Many people have tried to define what DevOps is and it is challenging. There is no “manifesto” like in Agile. I personally like the CALMS acronym, but this also has some challenges. So, I typically start to talk about DevOps at a very high-level that it involves People, Process, and Products/Tools – and in that order intentionally. If the People and Process aspects of DevOps are broken or not addressed at all, then even amazing products/tools (Microsoft or not!) will only be minimally impactful to the business and you may not even be on a DevOps journey at all. No tool, product, or DevOps practice implemented alone makes you “DevOps”! For more on this, check out “the three musketeers” blog post.

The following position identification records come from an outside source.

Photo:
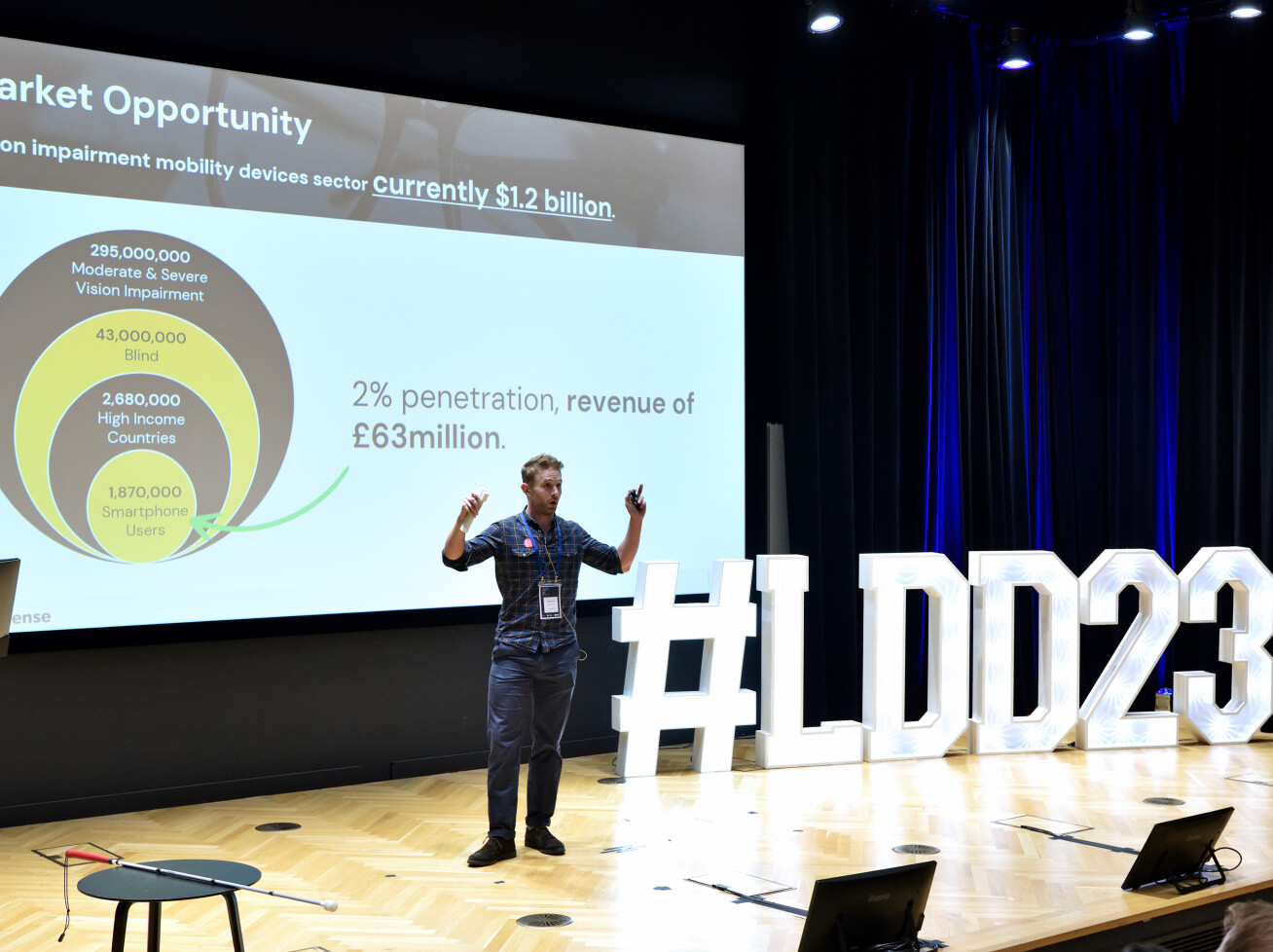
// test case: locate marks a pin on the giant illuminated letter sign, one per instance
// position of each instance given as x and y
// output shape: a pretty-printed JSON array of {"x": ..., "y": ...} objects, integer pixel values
[
  {"x": 995, "y": 575},
  {"x": 1104, "y": 720},
  {"x": 1240, "y": 645},
  {"x": 885, "y": 579},
  {"x": 648, "y": 626},
  {"x": 783, "y": 741}
]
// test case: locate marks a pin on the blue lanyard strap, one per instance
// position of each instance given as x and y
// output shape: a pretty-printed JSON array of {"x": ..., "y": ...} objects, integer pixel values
[{"x": 536, "y": 547}]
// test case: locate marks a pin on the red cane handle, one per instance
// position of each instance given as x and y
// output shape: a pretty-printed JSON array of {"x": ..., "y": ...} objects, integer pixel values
[{"x": 91, "y": 857}]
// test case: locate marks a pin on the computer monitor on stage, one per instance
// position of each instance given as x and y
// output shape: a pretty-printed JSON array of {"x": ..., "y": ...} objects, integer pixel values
[
  {"x": 1177, "y": 852},
  {"x": 881, "y": 907},
  {"x": 8, "y": 586}
]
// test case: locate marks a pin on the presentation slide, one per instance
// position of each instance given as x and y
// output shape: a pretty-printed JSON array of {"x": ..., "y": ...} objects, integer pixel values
[{"x": 260, "y": 338}]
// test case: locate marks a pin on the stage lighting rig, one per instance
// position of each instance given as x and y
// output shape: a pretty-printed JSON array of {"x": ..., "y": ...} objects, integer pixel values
[{"x": 822, "y": 16}]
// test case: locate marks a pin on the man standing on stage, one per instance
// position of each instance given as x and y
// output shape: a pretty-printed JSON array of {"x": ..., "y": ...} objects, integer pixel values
[{"x": 537, "y": 558}]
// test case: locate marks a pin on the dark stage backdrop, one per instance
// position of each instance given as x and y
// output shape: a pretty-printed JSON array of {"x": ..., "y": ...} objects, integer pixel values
[{"x": 1019, "y": 311}]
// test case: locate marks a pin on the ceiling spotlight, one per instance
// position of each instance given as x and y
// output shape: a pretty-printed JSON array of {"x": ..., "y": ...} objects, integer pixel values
[
  {"x": 1016, "y": 51},
  {"x": 822, "y": 16},
  {"x": 1139, "y": 23}
]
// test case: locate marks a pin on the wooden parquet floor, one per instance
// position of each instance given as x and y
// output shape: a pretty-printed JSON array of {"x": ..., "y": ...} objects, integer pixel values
[{"x": 392, "y": 854}]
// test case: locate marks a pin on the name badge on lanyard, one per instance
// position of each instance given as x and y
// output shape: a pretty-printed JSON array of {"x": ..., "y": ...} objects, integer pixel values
[
  {"x": 550, "y": 601},
  {"x": 550, "y": 592}
]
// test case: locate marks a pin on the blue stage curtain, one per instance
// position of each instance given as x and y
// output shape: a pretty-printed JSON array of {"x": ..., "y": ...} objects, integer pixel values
[{"x": 1013, "y": 311}]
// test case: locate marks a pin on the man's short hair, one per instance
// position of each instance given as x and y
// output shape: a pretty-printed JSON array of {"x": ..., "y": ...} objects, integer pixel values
[
  {"x": 1248, "y": 927},
  {"x": 536, "y": 463}
]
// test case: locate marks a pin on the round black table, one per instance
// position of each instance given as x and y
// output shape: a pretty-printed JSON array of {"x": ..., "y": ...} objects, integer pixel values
[{"x": 127, "y": 886}]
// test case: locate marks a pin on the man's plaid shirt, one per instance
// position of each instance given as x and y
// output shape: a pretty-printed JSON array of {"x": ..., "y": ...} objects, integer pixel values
[{"x": 517, "y": 573}]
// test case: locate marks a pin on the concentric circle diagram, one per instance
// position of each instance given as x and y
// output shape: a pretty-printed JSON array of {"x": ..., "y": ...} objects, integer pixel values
[{"x": 141, "y": 384}]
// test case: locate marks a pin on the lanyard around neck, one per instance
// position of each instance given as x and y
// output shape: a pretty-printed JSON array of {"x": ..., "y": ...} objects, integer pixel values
[{"x": 536, "y": 547}]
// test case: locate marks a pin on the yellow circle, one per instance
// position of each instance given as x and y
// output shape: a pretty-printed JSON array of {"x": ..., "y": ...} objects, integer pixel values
[
  {"x": 124, "y": 343},
  {"x": 139, "y": 505}
]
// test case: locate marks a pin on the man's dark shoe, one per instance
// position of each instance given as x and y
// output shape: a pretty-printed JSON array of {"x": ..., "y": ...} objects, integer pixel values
[
  {"x": 495, "y": 849},
  {"x": 538, "y": 837}
]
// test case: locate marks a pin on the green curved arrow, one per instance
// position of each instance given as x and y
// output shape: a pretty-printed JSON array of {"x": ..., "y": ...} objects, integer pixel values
[{"x": 206, "y": 525}]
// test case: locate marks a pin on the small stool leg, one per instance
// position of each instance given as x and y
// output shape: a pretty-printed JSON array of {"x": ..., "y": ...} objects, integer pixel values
[
  {"x": 236, "y": 927},
  {"x": 121, "y": 926},
  {"x": 153, "y": 928}
]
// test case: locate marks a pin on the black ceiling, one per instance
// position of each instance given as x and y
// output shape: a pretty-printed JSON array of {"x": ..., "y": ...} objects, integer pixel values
[{"x": 682, "y": 65}]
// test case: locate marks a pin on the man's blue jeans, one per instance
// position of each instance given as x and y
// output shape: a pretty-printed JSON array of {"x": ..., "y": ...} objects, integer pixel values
[{"x": 526, "y": 687}]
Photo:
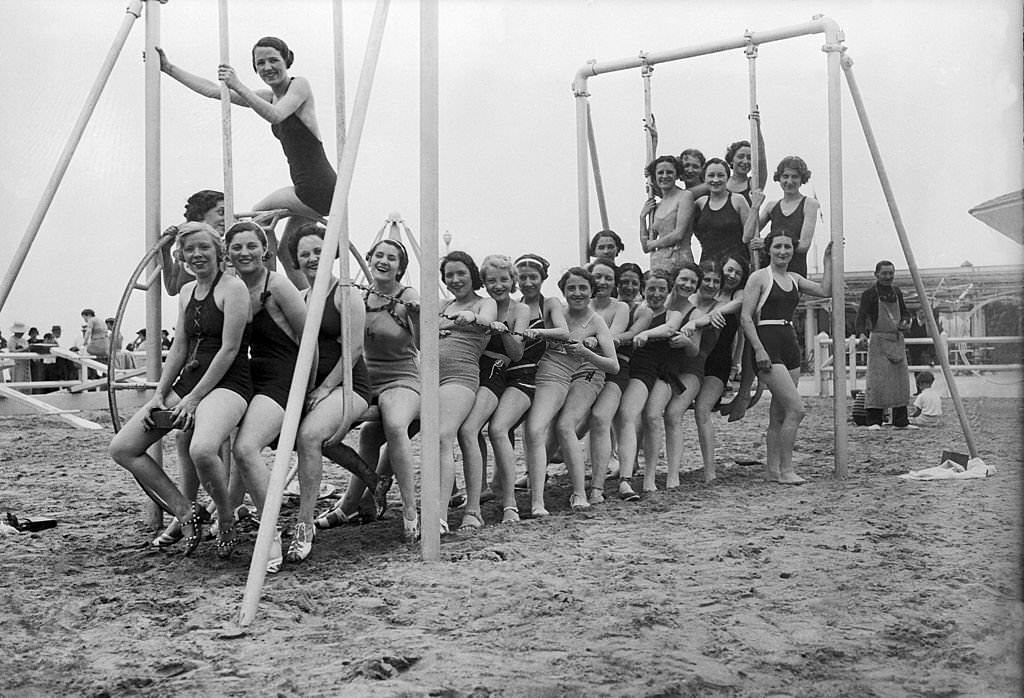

All of this being said, there is a challenge in how to wrap your head around DevOps partially because of the lack of clarity in the definition, there are so many products and tools related to DevOps, and people/process discussions are hard to correlate to tools/products. For instance, how do you go from talking about things like the organizational structures, ITIL processes, and a no-post-mortem blame culture to a concept like “create a Chef recipe for a cloud service application”? Let’s even theoretically assume you’ve got the people and process aspects of DevOps sorted out, now where do you start?
Well I must state before you begin any DevOps journey, you have to assess where you are at first if you haven’t already. This might include one or more of the following:
- Gathering Metrics – like MTTR, MTTD, change/deployment rate, etc.
- A DevOps Self-Assessment – such as Microsoft’s DevOps Self assessment
- A consulting engagement – where they might do something such as creating value stream map
After this, DevOps practices (~200 level) can help bridge the gap between the high-level (~50 to 100-level) DevOps people/process discussions and the (~300 level) product/tool discussion. They can help to companies focus on specific areas of improvement and help scope the product/tool selection. DevOps practices are a collection of mostly well-known industry practices that can be implemented using a variety of products/tools (Microsoft or not). When you implement these practices they will give you some form of business benefit and help with an aspect of your DevOps journey. To be clear and re-iterate, just because you implement one or more of these DevOps practices – doesn’t mean “you’re now doing DevOps” if you haven’t addressed the people/process aspects first. For instance, developers on a feature team could implement Infrastructure as code for their dev/test environments in isolation and then “lob over the wall” the application to the operations team to deploy to production who doesn’t use the infrastructure as code at all.
More specifically, here are what I call fundamental DevOps practices in no particular order:
- Infrastructure as Code (IaC) – is the practice in which the techniques, processes, and tool sets used in software development are leveraged to manage the deployment and configuration of systems, applications, and middleware. A significant number of testing and deployment defects occur when developers’ environments defining the application and underlying infrastructure differ from testing and production environments. Standardizing these environment definitions, putting them under version control, and deploying and configuring the infrastructure and application automatically from the code in version control, yields immediate benefits in consistency, time savings, error rates, and auditability.
- Continuous Integration (CI) – is the practice of merging all working copies of developers code with a shared mainline, producing a new build upon code check-in. Ideally CI also involves libraries of Integration or unit tests, also automatically triggered based on new code being checked into source control. Once automated Integration tests are successfully completed a known good build of the software is produced.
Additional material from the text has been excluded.